Though it is often forgotten in the haze of the age, there is an obvious difference between an object of knowledge and relational knowledge. An authentic relationship, in which one is said to know another, is not possible without leaving space for x quantities. It is an act of relational violence to cut across another’s autonomy and agency by announcing what they are or are not, what they will or will not do. A relationship requires that I do not know for sure what some dear other will do tomorrow, or in what manner they may choose to appear, or not appear. That is for the keeping of the other, and it is their otherness that makes love possible. To reduce them to an object of knowledge is to colonise, instrumentalise, and subsume them from thou to it.

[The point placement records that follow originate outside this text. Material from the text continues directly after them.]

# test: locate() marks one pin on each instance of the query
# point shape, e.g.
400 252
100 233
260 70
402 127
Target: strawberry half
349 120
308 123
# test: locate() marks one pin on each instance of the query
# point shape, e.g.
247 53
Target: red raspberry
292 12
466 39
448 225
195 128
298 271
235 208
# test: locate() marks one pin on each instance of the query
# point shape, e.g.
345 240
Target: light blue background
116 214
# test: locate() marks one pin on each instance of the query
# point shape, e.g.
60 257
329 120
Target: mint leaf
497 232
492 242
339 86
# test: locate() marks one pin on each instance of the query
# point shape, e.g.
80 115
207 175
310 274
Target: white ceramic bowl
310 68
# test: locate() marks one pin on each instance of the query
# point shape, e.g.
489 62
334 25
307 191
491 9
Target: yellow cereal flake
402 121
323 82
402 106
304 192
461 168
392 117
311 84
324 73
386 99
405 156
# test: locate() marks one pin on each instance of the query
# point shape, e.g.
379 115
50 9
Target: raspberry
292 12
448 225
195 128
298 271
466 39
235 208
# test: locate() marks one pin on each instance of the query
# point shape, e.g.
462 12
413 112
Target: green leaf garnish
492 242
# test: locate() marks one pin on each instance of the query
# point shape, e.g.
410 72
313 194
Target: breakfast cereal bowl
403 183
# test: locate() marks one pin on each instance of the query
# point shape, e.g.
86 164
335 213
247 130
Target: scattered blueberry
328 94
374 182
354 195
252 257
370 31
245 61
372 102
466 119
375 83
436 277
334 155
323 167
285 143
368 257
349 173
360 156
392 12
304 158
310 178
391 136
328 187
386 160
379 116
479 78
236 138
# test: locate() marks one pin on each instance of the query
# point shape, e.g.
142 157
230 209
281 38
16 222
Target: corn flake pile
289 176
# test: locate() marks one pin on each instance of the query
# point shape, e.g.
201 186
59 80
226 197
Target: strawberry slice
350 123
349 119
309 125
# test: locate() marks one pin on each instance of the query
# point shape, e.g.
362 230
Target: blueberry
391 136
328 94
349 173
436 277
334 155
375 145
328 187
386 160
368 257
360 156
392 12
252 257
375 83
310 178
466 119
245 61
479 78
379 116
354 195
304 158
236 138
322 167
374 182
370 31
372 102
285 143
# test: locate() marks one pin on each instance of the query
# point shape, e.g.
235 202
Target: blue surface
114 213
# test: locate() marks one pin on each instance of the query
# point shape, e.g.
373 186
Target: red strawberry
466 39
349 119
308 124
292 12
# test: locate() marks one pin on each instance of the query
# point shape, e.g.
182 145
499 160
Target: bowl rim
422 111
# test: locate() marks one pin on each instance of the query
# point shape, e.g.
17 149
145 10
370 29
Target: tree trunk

Messianic apophasis suggests that confidence takes a relaxed grip. If certain groups would temper their hold on their special and privileged access to the messiah, they might become aware of what the First Century messianic saw very well, and with good humour: that the Messiah was constantly to be found outside the camp talking to some enemy, some heathen, some ghastly outsider; that the Messiah broke whichever religious boundary anyone presumed to draw around the situation; that even the Messiah, comically, claimed ignorance about the time and place and manner of the messianic age. The virtue described here was described by them also: “now we see dimly, as in a reflection,” they said, “but one day we will see face to face and will know…” If this acknowledgement of the unknown were not so unappealing to the religious imagination, there might be greater scope for a messianic commons, wherever there is good faith and goodwill amid the complex experience of the present.
Hi David this has been the theme of my heart this morning - resting in what we don't know. Paul said "if anyone thinks that he knows anything, he knows nothing yet as he ought to know". After 20+years I'm also re reading my underlings of Barth's book on Romans and love his term "coming to a shattering halt in the presence of God".
Also you have teased out the idea of the relational - I have also done that especially with the often aggrandised evangelical emphasis on experience - there is for me an experience of God which transcends the feeling being which I have termed *relational* experience.
The violent enclosing of land, the "enclosing violence of language", the danger of possession… It is as if some of our basic forms of verbal communication have been hijacked. Does apophatic precision exist, and if so how do its wordings sound?